Sur les conclusions au titre des articles L. 761-1 du code de justice administrative et 37 de la loi du 10 juillet 1991 :
M. A… a été provisoirement admis au bénéfice de l’aide juridictionnelle. Par suite, son avocate peut se prévaloir des dispositions de l’article 37 de la loi du 10 juillet 1991 et de l’article L. 761-1 du code de justice administrative. Il y a lieu, dans les circonstances de l’espèce, de mettre à la charge de l’Etat une somme de 600 euros, qui sera versée à Me Imbert sous réserve de sa renonciation à percevoir la somme correspondant à la part contributive de l’Etat. Dans le cas où l’aide juridictionnelle ne serait pas accordée par le bureau d’aide juridictionnelle, ladite somme sera versée à M. A….
O R D O N N E :
Article 1er : M. A… est admis au bénéfice de l’aide juridictionnelle provisoire.
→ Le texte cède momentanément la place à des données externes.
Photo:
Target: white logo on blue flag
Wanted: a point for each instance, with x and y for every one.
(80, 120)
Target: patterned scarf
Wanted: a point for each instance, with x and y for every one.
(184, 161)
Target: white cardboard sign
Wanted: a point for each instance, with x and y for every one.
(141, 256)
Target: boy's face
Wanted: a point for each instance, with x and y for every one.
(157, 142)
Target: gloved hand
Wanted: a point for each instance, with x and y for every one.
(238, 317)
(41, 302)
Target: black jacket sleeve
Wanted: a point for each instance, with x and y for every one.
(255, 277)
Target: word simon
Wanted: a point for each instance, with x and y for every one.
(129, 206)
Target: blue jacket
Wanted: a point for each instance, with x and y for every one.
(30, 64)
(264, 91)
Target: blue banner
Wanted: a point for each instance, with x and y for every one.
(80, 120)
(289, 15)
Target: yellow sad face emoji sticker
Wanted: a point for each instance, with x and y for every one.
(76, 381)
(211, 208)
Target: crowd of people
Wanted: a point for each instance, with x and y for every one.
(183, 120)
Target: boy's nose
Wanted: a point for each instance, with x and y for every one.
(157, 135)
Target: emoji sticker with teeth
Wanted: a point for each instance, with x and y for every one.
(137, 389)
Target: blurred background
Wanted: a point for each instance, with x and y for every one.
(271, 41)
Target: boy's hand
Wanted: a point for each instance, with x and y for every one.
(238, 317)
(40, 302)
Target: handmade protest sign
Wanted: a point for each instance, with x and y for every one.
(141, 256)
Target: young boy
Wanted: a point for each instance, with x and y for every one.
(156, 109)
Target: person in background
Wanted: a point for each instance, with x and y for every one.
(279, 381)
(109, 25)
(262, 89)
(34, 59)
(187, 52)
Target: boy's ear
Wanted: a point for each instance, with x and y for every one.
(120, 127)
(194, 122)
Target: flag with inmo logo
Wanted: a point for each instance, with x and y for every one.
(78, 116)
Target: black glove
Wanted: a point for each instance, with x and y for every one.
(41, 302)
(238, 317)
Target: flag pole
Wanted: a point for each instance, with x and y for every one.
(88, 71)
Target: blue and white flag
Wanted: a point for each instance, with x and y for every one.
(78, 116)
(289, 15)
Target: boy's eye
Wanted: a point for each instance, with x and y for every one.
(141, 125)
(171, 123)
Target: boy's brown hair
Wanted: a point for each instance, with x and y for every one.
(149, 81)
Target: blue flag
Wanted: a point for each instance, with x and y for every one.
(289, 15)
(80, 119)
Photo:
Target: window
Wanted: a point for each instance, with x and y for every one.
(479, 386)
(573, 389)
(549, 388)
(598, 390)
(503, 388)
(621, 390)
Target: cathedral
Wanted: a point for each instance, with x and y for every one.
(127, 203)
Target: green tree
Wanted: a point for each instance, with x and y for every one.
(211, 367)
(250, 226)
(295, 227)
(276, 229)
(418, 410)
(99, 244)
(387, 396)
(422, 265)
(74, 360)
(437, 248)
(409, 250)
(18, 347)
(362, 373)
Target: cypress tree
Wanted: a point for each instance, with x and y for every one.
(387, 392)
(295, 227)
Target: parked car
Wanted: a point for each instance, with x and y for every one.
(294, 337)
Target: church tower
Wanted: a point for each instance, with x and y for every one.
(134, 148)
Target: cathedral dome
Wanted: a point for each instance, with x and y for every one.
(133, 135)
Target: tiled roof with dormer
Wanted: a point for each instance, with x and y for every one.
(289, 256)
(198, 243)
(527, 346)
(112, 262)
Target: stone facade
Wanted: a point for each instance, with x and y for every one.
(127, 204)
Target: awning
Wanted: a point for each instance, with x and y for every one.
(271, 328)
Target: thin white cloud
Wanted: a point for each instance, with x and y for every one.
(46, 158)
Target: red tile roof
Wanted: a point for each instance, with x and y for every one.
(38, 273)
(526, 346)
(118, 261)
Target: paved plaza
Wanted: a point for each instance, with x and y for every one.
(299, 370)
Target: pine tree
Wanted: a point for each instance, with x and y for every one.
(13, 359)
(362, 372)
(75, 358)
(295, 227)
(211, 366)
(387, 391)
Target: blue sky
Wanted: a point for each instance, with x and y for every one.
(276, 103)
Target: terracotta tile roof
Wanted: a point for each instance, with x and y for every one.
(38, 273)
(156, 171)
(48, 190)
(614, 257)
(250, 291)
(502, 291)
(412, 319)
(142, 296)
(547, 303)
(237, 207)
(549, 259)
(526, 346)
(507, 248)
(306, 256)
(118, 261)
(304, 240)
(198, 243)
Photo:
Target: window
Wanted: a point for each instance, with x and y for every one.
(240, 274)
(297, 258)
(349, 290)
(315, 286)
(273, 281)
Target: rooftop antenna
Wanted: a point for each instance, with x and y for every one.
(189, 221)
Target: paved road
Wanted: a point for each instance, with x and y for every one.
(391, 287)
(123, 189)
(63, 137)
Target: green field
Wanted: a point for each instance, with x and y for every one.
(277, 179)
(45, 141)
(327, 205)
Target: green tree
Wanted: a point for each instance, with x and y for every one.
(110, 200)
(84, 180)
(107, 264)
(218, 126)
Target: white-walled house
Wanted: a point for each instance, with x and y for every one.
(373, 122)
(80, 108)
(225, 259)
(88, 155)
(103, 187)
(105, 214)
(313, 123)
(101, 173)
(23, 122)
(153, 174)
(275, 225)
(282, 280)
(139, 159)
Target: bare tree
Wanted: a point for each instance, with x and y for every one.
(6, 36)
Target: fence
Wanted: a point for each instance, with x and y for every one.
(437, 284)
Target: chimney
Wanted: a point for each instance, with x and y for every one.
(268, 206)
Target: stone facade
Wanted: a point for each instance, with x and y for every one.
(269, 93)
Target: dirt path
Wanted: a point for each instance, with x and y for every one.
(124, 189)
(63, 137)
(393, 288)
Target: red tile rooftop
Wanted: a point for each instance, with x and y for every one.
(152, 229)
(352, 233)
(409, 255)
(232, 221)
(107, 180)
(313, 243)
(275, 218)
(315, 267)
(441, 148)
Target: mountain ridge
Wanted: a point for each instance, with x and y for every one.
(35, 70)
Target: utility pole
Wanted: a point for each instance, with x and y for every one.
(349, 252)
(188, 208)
Article 2 : Il n’y a pas lieu de statuer sur les conclusions à fin de suspension d’exécution et d’injonction de la requête de M. A….
Article 3 : L’Etat versera à Me Imbert une somme de 600 euros en application des dispositions du deuxième alinéa de l’article 37 de la loi du 10 juillet 1991, sous réserve que celle-ci renonce à percevoir la somme correspondant à la part contributive de l’Etat. Dans le cas où l’aide juridictionnelle ne serait pas accordée par le bureau d’aide juridictionnelle, ladite somme sera versée à M. A….
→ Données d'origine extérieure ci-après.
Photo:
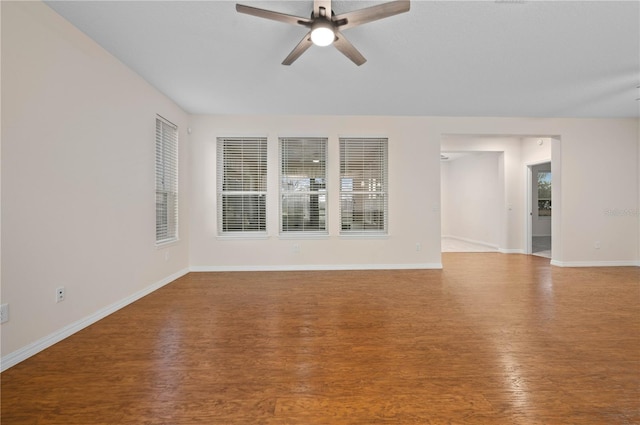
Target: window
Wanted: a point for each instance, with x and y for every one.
(303, 185)
(166, 181)
(363, 186)
(544, 193)
(242, 185)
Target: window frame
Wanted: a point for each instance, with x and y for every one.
(374, 183)
(315, 151)
(166, 169)
(251, 186)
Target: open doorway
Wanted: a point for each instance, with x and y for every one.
(539, 209)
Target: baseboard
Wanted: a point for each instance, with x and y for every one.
(24, 353)
(511, 251)
(630, 263)
(473, 241)
(316, 267)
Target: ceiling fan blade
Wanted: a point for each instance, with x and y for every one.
(318, 5)
(302, 47)
(275, 16)
(348, 50)
(370, 14)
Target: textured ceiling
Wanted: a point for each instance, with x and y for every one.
(443, 58)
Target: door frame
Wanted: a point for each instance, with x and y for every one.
(529, 204)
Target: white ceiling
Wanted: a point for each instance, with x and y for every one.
(443, 58)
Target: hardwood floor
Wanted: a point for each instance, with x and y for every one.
(491, 339)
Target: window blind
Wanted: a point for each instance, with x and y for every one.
(363, 185)
(303, 185)
(166, 181)
(242, 185)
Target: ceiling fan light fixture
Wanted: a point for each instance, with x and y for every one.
(322, 33)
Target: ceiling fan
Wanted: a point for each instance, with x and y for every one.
(325, 26)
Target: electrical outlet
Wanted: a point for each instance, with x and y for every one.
(60, 294)
(4, 313)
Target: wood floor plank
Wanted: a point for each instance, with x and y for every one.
(490, 339)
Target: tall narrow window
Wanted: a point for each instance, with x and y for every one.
(242, 185)
(166, 181)
(363, 186)
(303, 185)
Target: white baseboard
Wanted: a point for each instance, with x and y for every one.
(35, 347)
(316, 267)
(630, 263)
(511, 251)
(473, 241)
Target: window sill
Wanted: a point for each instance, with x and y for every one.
(243, 236)
(364, 235)
(303, 235)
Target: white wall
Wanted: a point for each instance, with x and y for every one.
(78, 207)
(78, 202)
(414, 163)
(414, 197)
(472, 195)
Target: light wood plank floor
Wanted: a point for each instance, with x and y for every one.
(491, 339)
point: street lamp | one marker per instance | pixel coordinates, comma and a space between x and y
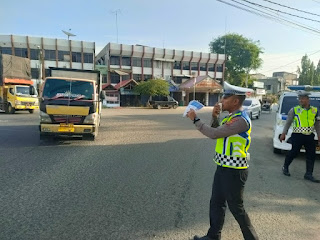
194, 85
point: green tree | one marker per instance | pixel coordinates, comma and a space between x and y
153, 87
243, 53
308, 73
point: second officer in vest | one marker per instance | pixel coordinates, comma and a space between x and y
231, 157
305, 120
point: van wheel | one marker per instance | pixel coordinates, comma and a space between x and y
276, 151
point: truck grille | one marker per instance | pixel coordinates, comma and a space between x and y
68, 119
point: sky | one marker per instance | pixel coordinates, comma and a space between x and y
173, 24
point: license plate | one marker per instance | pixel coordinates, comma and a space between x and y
66, 128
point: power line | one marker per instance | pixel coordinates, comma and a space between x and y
272, 17
292, 7
272, 9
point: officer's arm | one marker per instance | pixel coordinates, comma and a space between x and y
214, 122
289, 121
237, 125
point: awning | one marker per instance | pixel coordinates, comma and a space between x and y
121, 73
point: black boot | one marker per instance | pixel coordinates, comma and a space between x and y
285, 171
202, 238
311, 178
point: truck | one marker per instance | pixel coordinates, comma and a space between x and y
157, 102
71, 103
16, 87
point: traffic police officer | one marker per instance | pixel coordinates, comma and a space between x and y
231, 157
305, 120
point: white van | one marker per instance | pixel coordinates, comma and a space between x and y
287, 101
253, 107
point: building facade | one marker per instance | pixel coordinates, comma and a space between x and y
141, 63
49, 52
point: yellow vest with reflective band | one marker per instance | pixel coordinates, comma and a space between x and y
304, 120
232, 151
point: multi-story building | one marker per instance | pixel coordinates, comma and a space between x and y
141, 63
49, 52
289, 78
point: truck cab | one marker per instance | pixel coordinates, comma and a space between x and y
71, 106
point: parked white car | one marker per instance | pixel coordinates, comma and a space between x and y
253, 107
287, 101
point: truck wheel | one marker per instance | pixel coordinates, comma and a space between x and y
10, 109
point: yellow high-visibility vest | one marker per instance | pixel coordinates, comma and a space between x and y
304, 119
232, 151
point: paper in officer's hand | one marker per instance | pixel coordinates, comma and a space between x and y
195, 105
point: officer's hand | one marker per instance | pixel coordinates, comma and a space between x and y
216, 110
191, 114
282, 137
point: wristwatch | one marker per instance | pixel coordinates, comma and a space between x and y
196, 119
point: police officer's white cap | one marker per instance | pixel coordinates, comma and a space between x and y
303, 93
235, 90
Article 4 : La présente ordonnance sera notifiée à M. B… C… A…, à Me Imbert et au ministre de l’intérieur.
Copie en sera adressée au préfet de la Seine-Saint-Denis.
Fait à Montreuil, le 9 juin 2026.
La juge des référés,
M. de Bouttemont
La République mande et ordonne au ministre de l’intérieur en ce qui le concerne ou à tous commissaires de justice à ce requis en ce qui concerne les voies de droit commun contre les parties privées, de pourvoir à l’exécution de la présente décision.